Tuesday, 17 January 2012

7:00 pm

Photo of Micheál MartinMicheál Martin (Cork South Central, Fianna Fail)

The Minister should make a more honest and decent analysis of that. One does not cut between five and eight teaches in a DEIS school and terminate the entire guidance counselling service and use part of the money for another initiative that will get PR headlines. If the Minister is to do what he ought to, he should concentrate on protecting the areas that are working and that have been seen to work, not according to my observations but according to independent analysis and evaluation.

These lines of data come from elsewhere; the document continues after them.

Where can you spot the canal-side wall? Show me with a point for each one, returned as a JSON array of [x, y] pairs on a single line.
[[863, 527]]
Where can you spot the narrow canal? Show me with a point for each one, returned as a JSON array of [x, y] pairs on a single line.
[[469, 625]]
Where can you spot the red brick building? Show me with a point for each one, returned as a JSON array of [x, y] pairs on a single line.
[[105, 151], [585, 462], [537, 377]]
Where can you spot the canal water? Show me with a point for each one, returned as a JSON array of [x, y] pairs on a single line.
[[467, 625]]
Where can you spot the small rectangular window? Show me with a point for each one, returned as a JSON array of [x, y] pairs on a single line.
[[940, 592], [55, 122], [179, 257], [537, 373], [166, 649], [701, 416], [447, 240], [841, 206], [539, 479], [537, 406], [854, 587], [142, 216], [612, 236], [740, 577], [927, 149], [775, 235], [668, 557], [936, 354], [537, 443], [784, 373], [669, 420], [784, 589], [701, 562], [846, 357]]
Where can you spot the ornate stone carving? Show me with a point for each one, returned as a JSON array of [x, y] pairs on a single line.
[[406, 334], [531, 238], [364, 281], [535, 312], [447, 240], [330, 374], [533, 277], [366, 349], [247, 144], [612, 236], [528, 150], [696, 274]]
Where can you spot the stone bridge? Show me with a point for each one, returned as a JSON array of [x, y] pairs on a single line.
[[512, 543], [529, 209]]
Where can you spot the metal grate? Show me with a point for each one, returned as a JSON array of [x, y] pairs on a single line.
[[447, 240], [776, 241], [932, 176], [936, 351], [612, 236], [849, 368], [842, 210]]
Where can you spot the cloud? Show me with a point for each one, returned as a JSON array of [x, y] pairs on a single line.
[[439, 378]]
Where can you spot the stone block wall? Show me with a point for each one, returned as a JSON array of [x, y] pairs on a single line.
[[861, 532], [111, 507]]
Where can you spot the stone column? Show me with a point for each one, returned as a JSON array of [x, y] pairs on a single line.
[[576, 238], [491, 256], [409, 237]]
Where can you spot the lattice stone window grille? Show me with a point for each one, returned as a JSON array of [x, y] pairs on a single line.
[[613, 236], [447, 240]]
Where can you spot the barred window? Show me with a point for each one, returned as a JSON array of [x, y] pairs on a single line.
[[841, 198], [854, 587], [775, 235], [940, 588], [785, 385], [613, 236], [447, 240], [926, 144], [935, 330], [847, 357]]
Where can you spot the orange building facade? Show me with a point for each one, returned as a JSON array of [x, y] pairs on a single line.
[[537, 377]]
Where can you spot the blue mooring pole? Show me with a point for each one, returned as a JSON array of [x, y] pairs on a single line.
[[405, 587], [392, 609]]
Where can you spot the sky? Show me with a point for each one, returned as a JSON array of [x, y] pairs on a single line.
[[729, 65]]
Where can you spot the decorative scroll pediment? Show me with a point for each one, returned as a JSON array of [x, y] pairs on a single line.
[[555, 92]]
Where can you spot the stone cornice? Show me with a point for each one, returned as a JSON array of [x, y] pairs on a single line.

When applied to many other areas, this cut is merely petty. When it affects education services that have been in place for years and have been relied upon by schools, teachers, parents, pupils and communities, it is much worse. There is still time for the cut to be reversed. The Minister has already admitted this was a budget put together by people who are not on top of their game. The Government has four years left and a majority that can survive even the current rate of backbench losses. It should do the decent thing and do what the Minister called the termination of counselling and guidance provision. If the Minister pushes ahead with his plan and takes the 700 posts from our schools, he will be doing a great and long-lasting disservice to our education system. This will not be forgotten. The Minister may talk of having to take tough decisions but people will remember that they were wrong, unfair and did immense and unavoidable damage to schools and hundreds of thousands of people. I have a simple plea for the Minister: he should do the right thing.